France | France, Cour administrative d'appel de Lyon, 2ème chambre - formation à 3, 19 mars 2019, 18LY00545


Vu la procédure suivante :

Procédure contentieuse antérieure

M. A... B... a demandé au tribunal administratif de Grenoble de prononcer la décharge des cotisations supplémentaires d'impôt sur le revenu et de contributions sociales auxquelles il a été assujetti au titre des années 2010 et 2011, ainsi que des pénalités correspondantes.

Par un jugement n° 1500273 du 11 décembre 2017, le tribunal administratif de Grenoble a rejeté sa demande.

Procédure devant la cour

Par une requête enregistrée le 12 février 2018, M. B..., représenté par Me

D..., demande à la cour :

1°) d'annuler ce jugement du 11 décembre 2017 du tribunal administratif...

Vu la procédure suivante :

Procédure contentieuse antérieure

M. A... B... a demandé au tribunal administratif de Grenoble de prononcer la décharge des cotisations supplémentaires d'impôt sur le revenu et de contributions sociales auxquelles il a été assujetti au titre des années 2010 et 2011, ainsi que des pénalités correspondantes.
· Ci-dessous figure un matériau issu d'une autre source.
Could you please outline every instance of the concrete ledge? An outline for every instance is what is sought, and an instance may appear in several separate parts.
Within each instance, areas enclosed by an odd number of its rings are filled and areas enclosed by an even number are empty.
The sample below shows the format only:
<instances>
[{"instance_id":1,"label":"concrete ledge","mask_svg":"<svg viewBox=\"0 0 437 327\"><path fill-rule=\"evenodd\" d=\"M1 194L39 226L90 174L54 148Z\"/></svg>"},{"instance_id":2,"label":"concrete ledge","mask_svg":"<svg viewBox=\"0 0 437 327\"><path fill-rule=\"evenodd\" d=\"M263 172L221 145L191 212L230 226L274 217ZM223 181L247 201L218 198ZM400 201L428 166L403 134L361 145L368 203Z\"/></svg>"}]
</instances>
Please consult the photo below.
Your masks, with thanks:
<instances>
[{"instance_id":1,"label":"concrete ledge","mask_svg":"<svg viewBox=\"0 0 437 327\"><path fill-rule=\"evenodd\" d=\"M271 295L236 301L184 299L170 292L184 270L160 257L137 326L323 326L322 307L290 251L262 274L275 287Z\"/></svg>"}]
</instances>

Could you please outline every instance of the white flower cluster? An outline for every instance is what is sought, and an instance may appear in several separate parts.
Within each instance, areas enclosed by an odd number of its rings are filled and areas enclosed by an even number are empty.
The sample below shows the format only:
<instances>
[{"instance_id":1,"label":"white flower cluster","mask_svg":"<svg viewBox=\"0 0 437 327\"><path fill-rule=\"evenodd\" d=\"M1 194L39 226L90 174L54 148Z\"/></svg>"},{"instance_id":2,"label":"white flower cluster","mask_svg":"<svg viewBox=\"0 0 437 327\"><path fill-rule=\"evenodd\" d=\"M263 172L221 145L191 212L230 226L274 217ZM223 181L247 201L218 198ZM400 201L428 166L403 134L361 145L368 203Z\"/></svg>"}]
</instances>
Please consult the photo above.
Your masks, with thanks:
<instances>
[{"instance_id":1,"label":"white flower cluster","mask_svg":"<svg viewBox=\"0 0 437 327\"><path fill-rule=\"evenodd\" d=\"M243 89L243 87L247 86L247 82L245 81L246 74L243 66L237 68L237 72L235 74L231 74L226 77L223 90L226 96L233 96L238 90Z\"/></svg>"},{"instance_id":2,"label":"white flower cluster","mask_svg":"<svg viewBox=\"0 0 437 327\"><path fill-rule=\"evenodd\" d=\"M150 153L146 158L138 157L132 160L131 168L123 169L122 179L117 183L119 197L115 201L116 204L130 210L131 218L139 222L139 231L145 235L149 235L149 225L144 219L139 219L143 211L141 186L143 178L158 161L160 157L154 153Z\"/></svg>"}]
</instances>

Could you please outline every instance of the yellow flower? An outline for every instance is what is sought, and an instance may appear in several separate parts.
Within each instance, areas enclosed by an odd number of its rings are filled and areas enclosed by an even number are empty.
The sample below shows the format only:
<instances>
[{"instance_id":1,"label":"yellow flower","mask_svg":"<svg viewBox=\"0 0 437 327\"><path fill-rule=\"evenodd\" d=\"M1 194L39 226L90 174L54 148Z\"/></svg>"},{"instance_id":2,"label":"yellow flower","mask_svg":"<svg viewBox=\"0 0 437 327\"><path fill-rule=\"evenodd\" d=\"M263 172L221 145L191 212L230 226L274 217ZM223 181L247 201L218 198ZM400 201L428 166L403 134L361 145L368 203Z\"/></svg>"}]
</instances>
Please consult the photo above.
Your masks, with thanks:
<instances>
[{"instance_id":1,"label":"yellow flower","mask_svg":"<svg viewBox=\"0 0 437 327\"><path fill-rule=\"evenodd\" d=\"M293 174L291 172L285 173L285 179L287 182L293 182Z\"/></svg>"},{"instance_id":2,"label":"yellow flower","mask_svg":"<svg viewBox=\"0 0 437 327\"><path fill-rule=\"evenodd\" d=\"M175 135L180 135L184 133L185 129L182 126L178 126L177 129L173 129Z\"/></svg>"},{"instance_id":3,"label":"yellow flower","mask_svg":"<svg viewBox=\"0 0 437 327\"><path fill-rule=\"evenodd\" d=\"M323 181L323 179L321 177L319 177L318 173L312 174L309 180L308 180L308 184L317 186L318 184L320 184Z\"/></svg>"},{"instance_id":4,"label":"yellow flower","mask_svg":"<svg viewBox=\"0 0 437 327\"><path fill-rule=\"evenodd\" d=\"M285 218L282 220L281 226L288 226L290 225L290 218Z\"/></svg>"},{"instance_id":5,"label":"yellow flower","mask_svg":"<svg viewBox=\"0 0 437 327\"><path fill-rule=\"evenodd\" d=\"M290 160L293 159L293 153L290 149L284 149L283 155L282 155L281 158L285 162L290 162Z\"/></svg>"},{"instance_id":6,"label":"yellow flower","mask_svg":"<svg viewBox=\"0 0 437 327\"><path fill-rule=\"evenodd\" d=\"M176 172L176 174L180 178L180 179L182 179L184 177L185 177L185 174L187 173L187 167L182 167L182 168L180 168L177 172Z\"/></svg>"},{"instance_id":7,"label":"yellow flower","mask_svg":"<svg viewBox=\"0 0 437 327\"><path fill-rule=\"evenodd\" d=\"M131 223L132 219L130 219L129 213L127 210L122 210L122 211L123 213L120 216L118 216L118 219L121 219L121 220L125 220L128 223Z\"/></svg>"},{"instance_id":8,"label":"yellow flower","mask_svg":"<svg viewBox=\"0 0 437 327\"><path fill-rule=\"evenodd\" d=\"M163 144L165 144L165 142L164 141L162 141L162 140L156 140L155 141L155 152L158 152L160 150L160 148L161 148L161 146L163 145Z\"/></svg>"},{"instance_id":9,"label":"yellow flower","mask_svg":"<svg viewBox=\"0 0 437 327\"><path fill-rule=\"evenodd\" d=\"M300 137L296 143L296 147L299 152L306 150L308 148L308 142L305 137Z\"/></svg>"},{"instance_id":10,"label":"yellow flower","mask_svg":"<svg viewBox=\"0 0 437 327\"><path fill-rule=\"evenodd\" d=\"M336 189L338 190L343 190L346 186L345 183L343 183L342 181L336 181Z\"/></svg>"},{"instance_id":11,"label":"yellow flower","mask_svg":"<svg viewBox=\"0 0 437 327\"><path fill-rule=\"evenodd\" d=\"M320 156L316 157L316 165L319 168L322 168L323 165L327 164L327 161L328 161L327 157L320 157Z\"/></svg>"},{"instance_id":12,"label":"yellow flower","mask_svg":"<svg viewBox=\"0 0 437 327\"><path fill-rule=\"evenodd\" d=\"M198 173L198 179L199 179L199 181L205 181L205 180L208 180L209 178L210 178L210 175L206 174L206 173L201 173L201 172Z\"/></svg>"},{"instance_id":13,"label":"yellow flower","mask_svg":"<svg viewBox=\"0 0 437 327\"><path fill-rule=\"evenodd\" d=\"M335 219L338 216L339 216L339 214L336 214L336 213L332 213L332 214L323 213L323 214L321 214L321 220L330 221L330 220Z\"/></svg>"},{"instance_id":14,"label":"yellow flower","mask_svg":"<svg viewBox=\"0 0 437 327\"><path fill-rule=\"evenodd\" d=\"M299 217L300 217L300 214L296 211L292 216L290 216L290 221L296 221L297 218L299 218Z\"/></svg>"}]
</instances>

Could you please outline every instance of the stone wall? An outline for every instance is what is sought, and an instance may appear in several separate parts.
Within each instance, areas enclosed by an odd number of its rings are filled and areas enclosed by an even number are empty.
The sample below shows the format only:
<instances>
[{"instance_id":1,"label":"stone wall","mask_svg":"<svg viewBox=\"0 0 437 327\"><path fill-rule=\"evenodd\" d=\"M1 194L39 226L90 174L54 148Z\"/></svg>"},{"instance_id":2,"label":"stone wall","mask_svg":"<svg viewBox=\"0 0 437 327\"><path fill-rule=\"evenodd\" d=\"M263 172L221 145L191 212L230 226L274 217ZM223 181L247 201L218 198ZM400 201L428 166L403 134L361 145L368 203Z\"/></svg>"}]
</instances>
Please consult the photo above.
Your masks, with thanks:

Par un jugement n° 1500273 du 11 décembre 2017, le tribunal administratif de Grenoble a rejeté sa demande.

Procédure devant la cour

Par une requête enregistrée le 12 février 2018, M. B..., représenté par Me D..., demande à la cour :

1°) d'annuler ce jugement du 11 décembre 2017 du tribunal administratif de Grenoble ;

2°) de prononcer la décharge des impositions contestées et des pénalités correspondantes ;

3°) de mettre à la charge de l'Etat une somme de 3 000 euros au titre de l'article L. 761-1 du code de justice administrative.

Il soutient que :

- le jugement attaqué n'a pas répondu au moyen tiré de l'absence de caractère anormal du montant du loyer ;

- à titre principal, la procédure est irrégulière dès lors que les propositions de rectification et la réponse aux observations du contribuable sont insuffisamment motivées ;

- à titre subsidiaire, l'administration a méconnu sa propre doctrine (BOI-RFPI- CHAMP-20-20-20130 225) quant à la présomption de réserve de jouissance du bien qui n'a aucun fondement légal ;

- l'administration fiscale ne démontre pas le caractère anormal du bail consenti en se fondant sur sa propre doctrine BOI-RFPI-BASE-10-1020140214.

Par un mémoire en défense, enregistré le 24 juillet 2018, le ministre de l'action et des comptes publics a conclu au rejet de la requête.

Le ministre expose qu'aucun des moyens soulevés par M. B... n'est fondé.

Par lettre du 12 octobre 2018, les parties ont été informées de ce que, l'affaire étant en état d'être jugée, l'instruction était susceptible d'être close à compter du 15 novembre 2018 en application des dispositions de l'article R. 611-11-1 du code de justice administrative.

Par ordonnance du 15 novembre 2018, la clôture d'instruction a été fixée au 15 novembre 2018.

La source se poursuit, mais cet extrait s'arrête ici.